In Crabtree’s case, the family sought advice from a community pharmacist and treatment was provided through the Pharmacy First scheme. The inquest noted the guideline’s instruction for patients to seek “medical attention” may be ambiguous because the guidance predates the introduction of Pharmacy First and the expanded role of community pharmacists.
The coroner said the guidance does not clearly state which healthcare professional patients should consult and does not reflect changes in responsibilities between secondary care, GPs and community pharmacists, potentially leading to delays in stopping methotrexate or starting treatment for toxicity.

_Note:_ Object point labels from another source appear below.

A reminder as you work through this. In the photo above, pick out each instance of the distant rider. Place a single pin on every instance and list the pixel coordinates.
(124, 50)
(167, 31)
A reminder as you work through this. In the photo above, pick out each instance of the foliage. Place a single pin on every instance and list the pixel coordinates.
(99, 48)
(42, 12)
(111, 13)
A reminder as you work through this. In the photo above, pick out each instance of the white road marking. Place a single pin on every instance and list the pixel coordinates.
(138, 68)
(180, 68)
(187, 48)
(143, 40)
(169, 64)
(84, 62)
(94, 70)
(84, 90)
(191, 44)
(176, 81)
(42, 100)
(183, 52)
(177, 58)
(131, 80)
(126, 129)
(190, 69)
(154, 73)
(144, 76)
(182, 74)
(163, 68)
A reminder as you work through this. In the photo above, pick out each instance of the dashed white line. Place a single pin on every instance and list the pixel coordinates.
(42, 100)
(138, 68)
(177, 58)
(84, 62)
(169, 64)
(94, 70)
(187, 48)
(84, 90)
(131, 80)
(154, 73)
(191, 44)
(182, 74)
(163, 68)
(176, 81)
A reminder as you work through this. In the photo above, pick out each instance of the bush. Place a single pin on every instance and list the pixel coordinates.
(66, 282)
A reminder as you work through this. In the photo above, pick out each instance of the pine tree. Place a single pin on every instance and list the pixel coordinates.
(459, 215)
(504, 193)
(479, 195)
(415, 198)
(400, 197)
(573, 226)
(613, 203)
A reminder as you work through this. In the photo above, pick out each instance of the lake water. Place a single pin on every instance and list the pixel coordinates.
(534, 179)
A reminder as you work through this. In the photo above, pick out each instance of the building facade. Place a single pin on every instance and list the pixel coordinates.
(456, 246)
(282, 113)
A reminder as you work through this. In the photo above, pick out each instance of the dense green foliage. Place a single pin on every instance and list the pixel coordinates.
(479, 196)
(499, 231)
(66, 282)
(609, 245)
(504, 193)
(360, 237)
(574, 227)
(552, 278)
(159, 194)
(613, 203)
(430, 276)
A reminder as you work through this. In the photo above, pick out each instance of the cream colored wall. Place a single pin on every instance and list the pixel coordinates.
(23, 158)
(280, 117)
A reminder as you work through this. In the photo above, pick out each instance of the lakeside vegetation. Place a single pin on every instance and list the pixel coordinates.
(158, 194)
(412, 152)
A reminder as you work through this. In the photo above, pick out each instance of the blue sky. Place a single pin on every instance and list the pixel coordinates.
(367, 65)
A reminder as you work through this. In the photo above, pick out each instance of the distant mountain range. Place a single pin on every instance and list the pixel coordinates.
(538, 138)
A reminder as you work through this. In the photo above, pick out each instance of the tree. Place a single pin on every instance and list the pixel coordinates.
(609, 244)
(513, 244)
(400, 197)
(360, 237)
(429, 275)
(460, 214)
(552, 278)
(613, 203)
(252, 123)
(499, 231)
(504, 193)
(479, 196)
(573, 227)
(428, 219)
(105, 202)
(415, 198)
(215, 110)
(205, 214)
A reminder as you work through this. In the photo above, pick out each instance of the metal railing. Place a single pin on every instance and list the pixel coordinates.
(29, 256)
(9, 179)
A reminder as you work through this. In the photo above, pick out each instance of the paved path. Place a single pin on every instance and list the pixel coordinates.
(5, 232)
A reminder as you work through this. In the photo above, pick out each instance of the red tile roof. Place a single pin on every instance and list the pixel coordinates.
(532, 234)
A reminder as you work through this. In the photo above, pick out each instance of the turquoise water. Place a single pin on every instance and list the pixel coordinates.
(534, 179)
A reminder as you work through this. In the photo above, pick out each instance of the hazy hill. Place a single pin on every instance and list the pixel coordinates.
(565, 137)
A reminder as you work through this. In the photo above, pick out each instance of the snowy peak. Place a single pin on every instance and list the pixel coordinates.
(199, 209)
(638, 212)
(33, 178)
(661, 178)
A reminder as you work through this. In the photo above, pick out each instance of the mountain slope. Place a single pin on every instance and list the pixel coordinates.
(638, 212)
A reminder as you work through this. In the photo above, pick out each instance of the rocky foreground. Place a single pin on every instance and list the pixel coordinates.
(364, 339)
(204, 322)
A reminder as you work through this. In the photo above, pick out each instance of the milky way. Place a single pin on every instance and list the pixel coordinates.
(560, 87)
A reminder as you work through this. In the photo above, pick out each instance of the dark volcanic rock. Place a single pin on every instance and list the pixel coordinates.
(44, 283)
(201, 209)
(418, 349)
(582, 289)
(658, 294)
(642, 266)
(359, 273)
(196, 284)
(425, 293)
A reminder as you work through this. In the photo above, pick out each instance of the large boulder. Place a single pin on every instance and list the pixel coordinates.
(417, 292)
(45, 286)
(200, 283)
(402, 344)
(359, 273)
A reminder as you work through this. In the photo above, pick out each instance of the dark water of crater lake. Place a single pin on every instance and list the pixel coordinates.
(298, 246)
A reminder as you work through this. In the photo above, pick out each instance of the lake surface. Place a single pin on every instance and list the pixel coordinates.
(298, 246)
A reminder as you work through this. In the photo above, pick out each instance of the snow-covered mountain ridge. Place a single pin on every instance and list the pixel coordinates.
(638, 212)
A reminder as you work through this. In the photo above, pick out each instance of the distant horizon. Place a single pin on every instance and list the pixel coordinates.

“This is also not in line with the Arthritis UK patient information leaflet, which states patients should inform their ‘doctor or nurse specialist’ if they have signs of a sore throat and/or sores in the mouth,” the report said.
The coroner sent the report to the Greater Manchester Medicines Management Group, which must respond within 56 days, detailing any action taken or proposed with a clear timeline.
The Pharmaceutical Journal has approached Greater Manchester Medicines Management Group for comment.
In December 2025, Roz Gittins, chief pharmacy officer at the General Pharmaceutical Council, wrote to pharmacy teams to remind them to supply the methotrexate in line with a drug safety update, after the regulator received concerns that the drug had been dispensed with a label instructing a patient to take the medication once daily rather than once weekly.